Twenty one al Qaeda members and nine Yemeni soldiers were killed in fighting on Saturday in a province where the main city was seized by militants during the chaos of the country's bloody political crisis. Thousands of people have already fled the clashes between the army and al Qaeda in the southern province of Abyan, whose capital Zinjibar fell to the militants last month.

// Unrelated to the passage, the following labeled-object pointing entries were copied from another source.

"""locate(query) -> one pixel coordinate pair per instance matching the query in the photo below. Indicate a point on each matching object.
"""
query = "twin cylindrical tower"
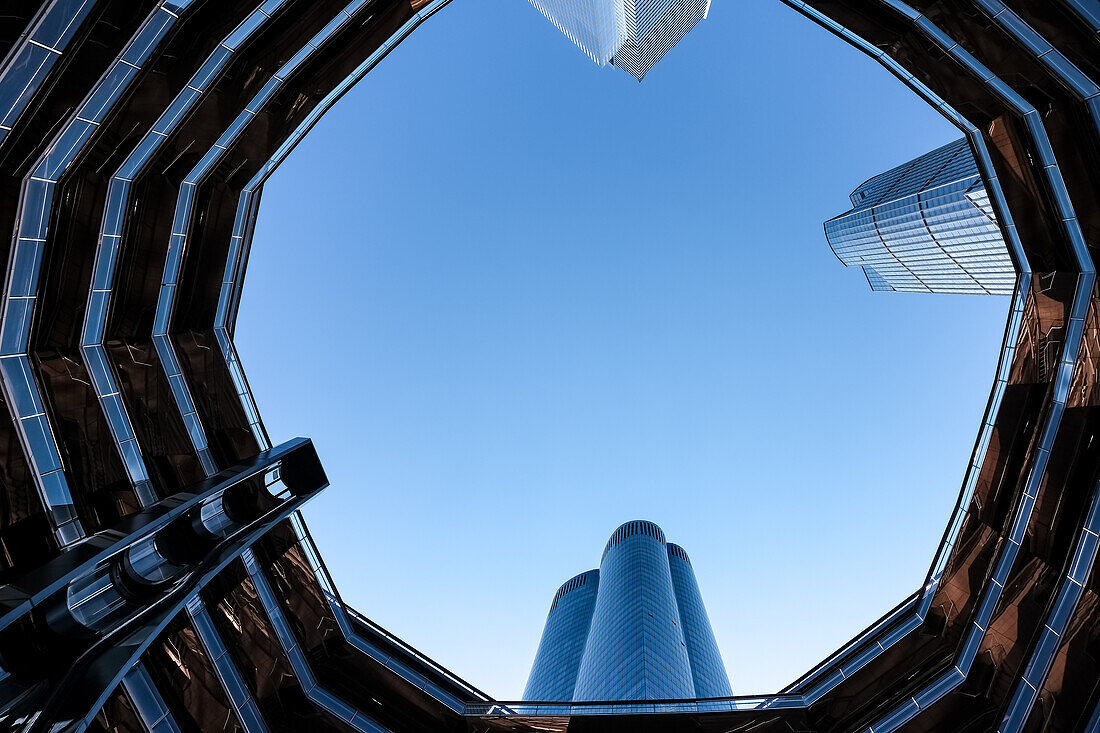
(634, 630)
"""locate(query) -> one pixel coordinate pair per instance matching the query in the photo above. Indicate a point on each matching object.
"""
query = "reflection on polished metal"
(634, 630)
(926, 226)
(154, 573)
(631, 34)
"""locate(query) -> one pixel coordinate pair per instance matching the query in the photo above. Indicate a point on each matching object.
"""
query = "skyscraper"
(634, 630)
(925, 227)
(631, 34)
(155, 573)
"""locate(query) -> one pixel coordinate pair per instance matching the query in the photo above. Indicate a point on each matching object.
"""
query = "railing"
(89, 569)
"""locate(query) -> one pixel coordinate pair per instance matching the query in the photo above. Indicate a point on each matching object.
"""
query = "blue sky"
(517, 299)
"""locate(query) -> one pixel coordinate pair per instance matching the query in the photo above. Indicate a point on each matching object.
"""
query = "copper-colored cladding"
(391, 685)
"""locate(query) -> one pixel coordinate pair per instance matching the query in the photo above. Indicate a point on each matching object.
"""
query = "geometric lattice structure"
(925, 227)
(634, 630)
(154, 570)
(631, 34)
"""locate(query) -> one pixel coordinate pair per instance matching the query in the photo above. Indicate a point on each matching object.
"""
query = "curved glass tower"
(707, 671)
(553, 674)
(634, 630)
(926, 226)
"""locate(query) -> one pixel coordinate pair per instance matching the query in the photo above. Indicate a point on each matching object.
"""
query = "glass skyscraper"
(634, 630)
(631, 34)
(925, 227)
(155, 572)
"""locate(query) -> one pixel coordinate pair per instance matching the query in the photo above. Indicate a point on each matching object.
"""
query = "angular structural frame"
(156, 575)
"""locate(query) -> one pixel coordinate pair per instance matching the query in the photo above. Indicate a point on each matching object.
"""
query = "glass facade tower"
(631, 34)
(926, 226)
(634, 630)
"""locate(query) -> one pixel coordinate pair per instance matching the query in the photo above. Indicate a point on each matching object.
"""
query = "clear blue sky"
(517, 299)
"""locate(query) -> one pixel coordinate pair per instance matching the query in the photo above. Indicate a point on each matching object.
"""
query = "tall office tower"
(634, 630)
(155, 573)
(553, 674)
(631, 34)
(926, 226)
(707, 673)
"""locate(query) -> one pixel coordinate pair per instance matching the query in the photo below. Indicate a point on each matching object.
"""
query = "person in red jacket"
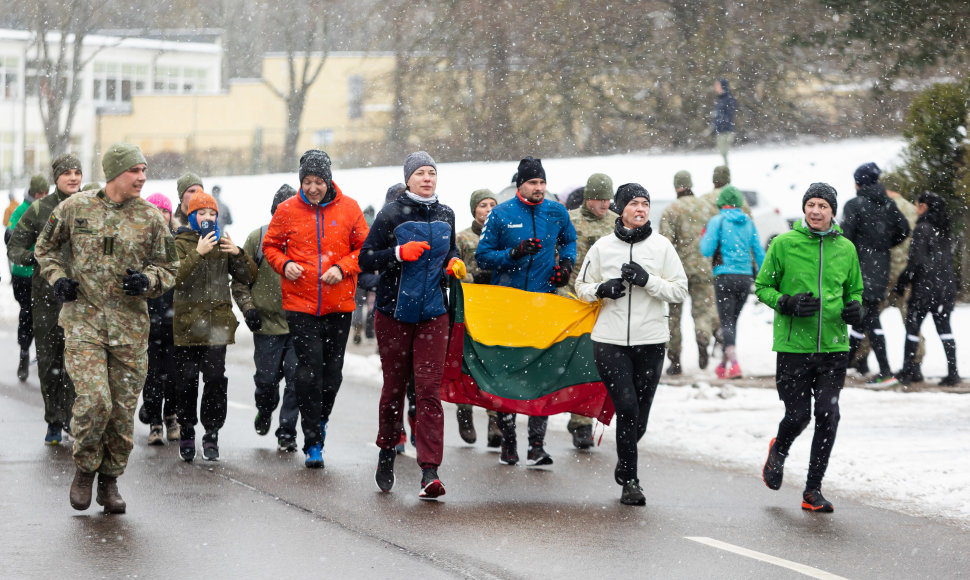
(313, 242)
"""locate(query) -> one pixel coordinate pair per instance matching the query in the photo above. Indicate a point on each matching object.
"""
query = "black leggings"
(631, 375)
(801, 378)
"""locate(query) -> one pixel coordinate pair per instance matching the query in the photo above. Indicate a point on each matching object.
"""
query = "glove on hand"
(253, 320)
(66, 289)
(801, 305)
(526, 248)
(612, 289)
(853, 313)
(411, 251)
(135, 283)
(634, 274)
(456, 268)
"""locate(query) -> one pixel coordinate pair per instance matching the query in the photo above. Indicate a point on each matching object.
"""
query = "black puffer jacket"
(874, 224)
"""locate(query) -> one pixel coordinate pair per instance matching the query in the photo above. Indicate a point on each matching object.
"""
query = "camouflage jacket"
(103, 239)
(589, 229)
(467, 242)
(683, 224)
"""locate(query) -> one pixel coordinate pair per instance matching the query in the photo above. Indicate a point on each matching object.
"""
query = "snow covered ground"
(905, 451)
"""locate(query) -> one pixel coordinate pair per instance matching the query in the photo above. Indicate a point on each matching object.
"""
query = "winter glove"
(253, 320)
(634, 274)
(612, 289)
(456, 268)
(801, 305)
(527, 247)
(135, 283)
(66, 289)
(853, 313)
(411, 251)
(560, 274)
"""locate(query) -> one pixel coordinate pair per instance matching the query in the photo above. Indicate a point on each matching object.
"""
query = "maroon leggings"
(417, 348)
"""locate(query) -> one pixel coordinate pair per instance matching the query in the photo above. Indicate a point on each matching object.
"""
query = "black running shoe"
(812, 500)
(385, 470)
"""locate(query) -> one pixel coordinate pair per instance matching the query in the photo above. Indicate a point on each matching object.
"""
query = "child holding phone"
(204, 322)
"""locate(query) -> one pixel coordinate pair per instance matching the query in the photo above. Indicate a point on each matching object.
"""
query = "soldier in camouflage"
(104, 253)
(592, 220)
(482, 202)
(683, 224)
(55, 384)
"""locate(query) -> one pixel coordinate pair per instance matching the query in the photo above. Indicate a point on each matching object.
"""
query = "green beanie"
(598, 186)
(478, 195)
(63, 164)
(682, 180)
(38, 184)
(187, 181)
(731, 196)
(722, 176)
(119, 158)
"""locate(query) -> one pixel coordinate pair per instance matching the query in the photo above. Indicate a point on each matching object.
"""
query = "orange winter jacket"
(316, 237)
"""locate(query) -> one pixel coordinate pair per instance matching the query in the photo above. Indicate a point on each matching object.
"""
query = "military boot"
(81, 489)
(108, 495)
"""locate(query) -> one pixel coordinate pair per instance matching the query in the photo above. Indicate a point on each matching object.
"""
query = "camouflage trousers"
(703, 309)
(108, 380)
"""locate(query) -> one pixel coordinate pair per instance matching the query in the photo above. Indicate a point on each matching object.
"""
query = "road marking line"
(800, 568)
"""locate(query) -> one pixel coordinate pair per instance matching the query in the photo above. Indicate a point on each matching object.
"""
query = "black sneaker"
(812, 500)
(510, 455)
(431, 486)
(263, 422)
(632, 494)
(537, 456)
(774, 468)
(385, 469)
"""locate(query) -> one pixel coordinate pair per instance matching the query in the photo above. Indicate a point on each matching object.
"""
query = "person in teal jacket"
(811, 277)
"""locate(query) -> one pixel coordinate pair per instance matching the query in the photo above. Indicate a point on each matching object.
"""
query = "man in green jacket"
(811, 277)
(55, 384)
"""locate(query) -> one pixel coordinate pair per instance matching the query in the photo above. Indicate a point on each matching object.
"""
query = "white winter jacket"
(639, 317)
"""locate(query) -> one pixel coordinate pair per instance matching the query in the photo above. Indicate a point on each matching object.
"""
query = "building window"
(355, 98)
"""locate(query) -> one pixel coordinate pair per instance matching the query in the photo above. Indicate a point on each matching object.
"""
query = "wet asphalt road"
(258, 513)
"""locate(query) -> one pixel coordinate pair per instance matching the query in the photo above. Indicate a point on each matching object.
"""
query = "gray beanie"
(415, 160)
(119, 158)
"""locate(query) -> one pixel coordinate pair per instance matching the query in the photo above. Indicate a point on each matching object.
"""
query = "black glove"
(853, 313)
(803, 304)
(527, 247)
(634, 273)
(253, 320)
(66, 289)
(135, 283)
(612, 289)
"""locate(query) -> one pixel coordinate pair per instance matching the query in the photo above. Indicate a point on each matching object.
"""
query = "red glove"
(411, 251)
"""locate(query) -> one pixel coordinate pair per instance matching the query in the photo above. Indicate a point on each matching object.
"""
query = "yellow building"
(243, 129)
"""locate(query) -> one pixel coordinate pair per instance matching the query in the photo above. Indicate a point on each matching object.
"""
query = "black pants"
(211, 362)
(631, 375)
(731, 291)
(320, 343)
(800, 378)
(160, 387)
(25, 324)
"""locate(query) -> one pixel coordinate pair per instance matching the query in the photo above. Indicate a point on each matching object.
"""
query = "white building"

President Ali Abdullah Saleh's opponents have accused him of handing over Zinjibar to Islamists to reinforce his threat that the end of his three-decade rule, as demanded by protesters, would amount to ceding the region to al Qaeda.
The leader has not appeared in public since an attack on his palace eight days ago which left him with injuries that forced him to undergo surgery in Saudi Arabia, although Yemen's ambassador to Britain said on Saturday he was recovering and in a "stable condition".
"He's in his wing in the hospital, no longer in intensive care. He's conscious and talking," Ambassador Abdulla Ali al-Radhi told Reuters. Saudi medical sources and Yemeni officials said the Prime Minister Ali Mohammed Megawar and another cabinet member injured in the attack had been taken for more surgery, and described their condition as "serious".
Saleh has withstood nearly six months of protests and multiple diplomatic attempts to ease him out - all but paralysing Yemen and threatening even greater violence. Oil giant Saudi Arabia and Western countries fear protracted chaos could give al Qaeda a foothold in the impoverished Arabian peninsula state, which straddles oil export routes and has been a cornerstone of US counterterrorism strategy. His loyalists pledge Saleh, in his fourth decade of rule and a pillar of US counterterrorism strategy, will return in days. His opponents demand he formally hand over power immediately.